Langsam erkaltet das Wasser der Dusche. Der Heißwassertank neigt sich dem Ende. Zeit, meinen Schmerz wieder zu verbannen, dahin zurück, wo er hingehört. Hinter die Mauern, die ich um mein Herz gebaut habe. Zeit, die letzten Tränen abzuwaschen und mich auf das zu konzentrieren, was vor mir liegt. Mein Leben. Ohne dich ... doch trotzdem mein Leben. Ich habe entschieden - du hast mich nicht aufgehalten. 

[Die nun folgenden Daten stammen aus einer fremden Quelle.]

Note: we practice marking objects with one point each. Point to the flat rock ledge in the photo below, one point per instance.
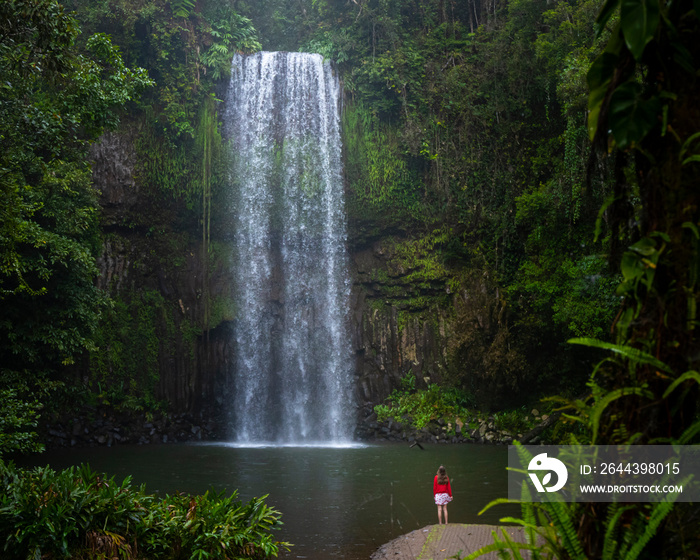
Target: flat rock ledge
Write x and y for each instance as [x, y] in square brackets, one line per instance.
[440, 542]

Es ist alles gesagt, doch nichts ist vergessen. Sobald ich die Augen schließe, bist du wieder bei mir. Ich spüre deine Lippen auf meinen, deine Arme, die mich halten. Die Nähe, Wärme. Die Liebe. 
Was wir hatten, war echt. 

Ich drehe das Wasser ab und verlasse die Dusche. Mit dem Handtuch wische ich den Spiegel ab, um mich darin betrachten zu können. Meine Augen sind ein wenig glasig, noch immer steckt der Knoten in meinem Hals, doch ich straffe die Schultern. Dann verziehe ich die Lippen zu einem Lächeln. Ein wenig zittrig erst, dann immer klarer. Ich lächle meinem Spiegelbild zu und spüre, wie du wieder hinter den Mauern verschwindest. Noch ein paar Sekunden, dann bin ich wieder bereit. Bereit für mein Leben. Da draußen. Ohne dich ... Doch trotzdem mein Leben.